To find out whether this is indeed the case, we reached out to several of the largest seedbox providers with a set of relevant questions. The questions cover logging practices, responses to DMCA notices, and legal requests, among other things. The full set of questions is as follows:
1. Does your service collect any temporary or permanent data that can link a seedbox IP-address to a specific user on your service? If so, what information do you collect and how long is that stored?
2. Does your service store any personally identifiable information of users (including IP-addresses)? If so, what information do you store, and for how long?
3. Does your service store the names/hashes or other identifying information of (previously) downloaded content (stored on your servers) that can be connected with a specific user? If so, for how long?

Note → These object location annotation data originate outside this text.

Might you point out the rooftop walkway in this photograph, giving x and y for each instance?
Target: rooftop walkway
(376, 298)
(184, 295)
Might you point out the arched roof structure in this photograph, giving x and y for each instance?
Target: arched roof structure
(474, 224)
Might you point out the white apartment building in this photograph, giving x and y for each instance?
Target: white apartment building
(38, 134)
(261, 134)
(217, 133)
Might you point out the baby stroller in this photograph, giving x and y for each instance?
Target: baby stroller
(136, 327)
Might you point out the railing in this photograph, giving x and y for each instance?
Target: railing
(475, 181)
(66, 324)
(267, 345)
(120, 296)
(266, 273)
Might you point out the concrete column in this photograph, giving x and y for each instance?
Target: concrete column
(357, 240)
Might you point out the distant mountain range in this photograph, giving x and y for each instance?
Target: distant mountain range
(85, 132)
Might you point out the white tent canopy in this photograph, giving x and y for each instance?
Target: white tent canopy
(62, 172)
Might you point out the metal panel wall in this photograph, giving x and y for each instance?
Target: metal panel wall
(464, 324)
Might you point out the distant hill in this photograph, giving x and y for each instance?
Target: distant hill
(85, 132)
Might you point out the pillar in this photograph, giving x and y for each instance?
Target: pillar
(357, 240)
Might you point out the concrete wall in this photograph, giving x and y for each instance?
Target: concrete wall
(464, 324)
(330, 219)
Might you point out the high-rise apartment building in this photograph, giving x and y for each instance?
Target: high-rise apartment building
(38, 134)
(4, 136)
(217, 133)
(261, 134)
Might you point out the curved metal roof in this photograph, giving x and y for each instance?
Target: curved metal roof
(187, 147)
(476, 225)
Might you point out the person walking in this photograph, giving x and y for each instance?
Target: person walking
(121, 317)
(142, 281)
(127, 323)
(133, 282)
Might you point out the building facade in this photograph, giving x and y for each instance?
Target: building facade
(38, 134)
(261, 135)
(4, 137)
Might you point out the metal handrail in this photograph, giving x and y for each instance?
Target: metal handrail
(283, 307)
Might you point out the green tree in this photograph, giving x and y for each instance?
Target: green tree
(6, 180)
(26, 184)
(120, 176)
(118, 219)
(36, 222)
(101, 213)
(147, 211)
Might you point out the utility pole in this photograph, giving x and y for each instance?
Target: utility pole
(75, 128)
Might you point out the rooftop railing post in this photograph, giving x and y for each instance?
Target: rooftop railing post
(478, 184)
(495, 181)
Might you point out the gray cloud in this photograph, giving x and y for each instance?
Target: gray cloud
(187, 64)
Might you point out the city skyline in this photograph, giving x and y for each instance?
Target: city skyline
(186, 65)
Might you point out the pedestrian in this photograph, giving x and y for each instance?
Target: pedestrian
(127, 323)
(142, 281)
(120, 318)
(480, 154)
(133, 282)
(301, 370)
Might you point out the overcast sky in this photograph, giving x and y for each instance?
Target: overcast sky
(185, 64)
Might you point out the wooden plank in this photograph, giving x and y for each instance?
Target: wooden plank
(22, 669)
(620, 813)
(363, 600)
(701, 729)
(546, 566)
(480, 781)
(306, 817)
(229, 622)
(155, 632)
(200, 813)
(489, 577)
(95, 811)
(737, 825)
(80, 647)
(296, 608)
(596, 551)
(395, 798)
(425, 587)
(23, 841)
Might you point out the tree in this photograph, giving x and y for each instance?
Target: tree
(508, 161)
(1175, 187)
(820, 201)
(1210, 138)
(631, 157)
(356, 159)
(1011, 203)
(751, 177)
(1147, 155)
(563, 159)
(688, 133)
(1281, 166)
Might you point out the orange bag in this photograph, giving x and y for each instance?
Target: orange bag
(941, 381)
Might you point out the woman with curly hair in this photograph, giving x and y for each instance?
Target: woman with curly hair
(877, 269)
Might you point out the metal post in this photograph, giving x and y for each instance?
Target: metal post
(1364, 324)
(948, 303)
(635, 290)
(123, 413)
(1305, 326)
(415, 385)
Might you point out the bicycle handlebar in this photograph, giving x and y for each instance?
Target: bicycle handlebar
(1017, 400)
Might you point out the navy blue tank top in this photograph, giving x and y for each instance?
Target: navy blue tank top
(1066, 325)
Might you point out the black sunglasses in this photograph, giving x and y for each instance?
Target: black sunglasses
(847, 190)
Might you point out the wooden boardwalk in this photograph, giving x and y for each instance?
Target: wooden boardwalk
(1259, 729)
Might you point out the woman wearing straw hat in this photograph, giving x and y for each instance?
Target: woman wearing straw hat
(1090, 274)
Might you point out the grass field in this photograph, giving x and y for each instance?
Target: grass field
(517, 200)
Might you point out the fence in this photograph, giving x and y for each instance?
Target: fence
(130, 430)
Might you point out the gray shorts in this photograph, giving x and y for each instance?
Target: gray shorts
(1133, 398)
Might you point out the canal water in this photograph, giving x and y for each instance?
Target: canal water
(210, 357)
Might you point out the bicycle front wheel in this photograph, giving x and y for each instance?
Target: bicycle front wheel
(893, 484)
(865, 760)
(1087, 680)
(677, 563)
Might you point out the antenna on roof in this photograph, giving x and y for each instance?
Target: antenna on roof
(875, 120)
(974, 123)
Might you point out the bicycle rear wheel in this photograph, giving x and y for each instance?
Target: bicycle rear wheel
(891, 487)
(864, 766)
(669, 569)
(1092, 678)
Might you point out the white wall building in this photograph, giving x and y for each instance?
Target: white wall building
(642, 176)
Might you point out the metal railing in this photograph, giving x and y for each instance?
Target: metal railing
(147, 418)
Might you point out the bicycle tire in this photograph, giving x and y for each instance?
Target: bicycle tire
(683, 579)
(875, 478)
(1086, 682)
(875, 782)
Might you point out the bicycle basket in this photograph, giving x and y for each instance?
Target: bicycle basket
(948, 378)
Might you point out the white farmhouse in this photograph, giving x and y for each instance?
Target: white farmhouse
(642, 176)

4. Do you offer dedicated and/or shared IP addresses? When IP addresses are shared and you get a ‘live’ complaint from a third-party, is it possible for you to link an IP address to a ‘live’ torrent and related user account?
5. How does your service respond to DMCA notices or similar takedown requests?
6. Do you have a repeat infringer policy? If so, what does it entail?
7. Have you ever had a request to provide information on a specific user from a third-party and been able to do so?
8. In what circumstances do you comply with legal requests and what are you able to hand over?
While we contacted nearly a dozen seedbox providers, only two replied. This is rather disappointing, especially from companies that sometimes serve tens of thousands of customers.
Below are the responses from the two providers who were kind enough to answer: SonicBit and Rapidseedbox.
1. We do store user IP addresses for any user using our seedbox to keep our service clean from dupe/ fake email accounts, invalid referral activity, etc. Information will be removed when a user requests to remove their account.
2. We do store user IPs when a user logs in and logs out, for user account security to check any invalid activity in their account. Information will be removed when a user requests to remove their account.
3. We do not store downloaded hashes.
4. We only offer shared seedbox IP address, but different seedbox instances. We can check the specific user for any torrent downloaded in their account even with a shared seedbox IP address.
5. We will respond to it promptly and seriously, check if the takedown request is valid, and then forward the DMCA notice to the user. If there is no response in three days, we will remove the content manually.
8. We do comply with the legal requests and do our best to resolve any legal requests to keep our service clean.
1. A user is linked to a seedbox IP, at the time of usage. When the subscription is terminated, the whole seedbox is terminated as well.
2. We store the email, transaction history, last logged time and IP address in the client area. Users can request account/data deletion at any time. At times, we clear up dormant accounts to save resources.
3. No. On five out of six plans, the user gets a VPS with root access and has full control over the seedbox.
4. Each seedbox has a dedicated IP address. “Live” complaints are linked to an IP address/user.
5. Locating and deleting the data proactively, informing the user, and asking to not repeat.
6. Repeat infringers will get their services suspended and eventually terminated.
7. We refer people to our Terms of Service and encourage them to take responsibility for the activity and the content on their allocated seedbox.
8. See the answer to question 7.
As the answers above show, seedboxes can be very useful. However, they are certainly not (always) anonymous.
If your seedbox provider isn’t listed here we would encourage you to reach out to support, asking these same questions. We are happy to add responses to this article going forward if any more come in.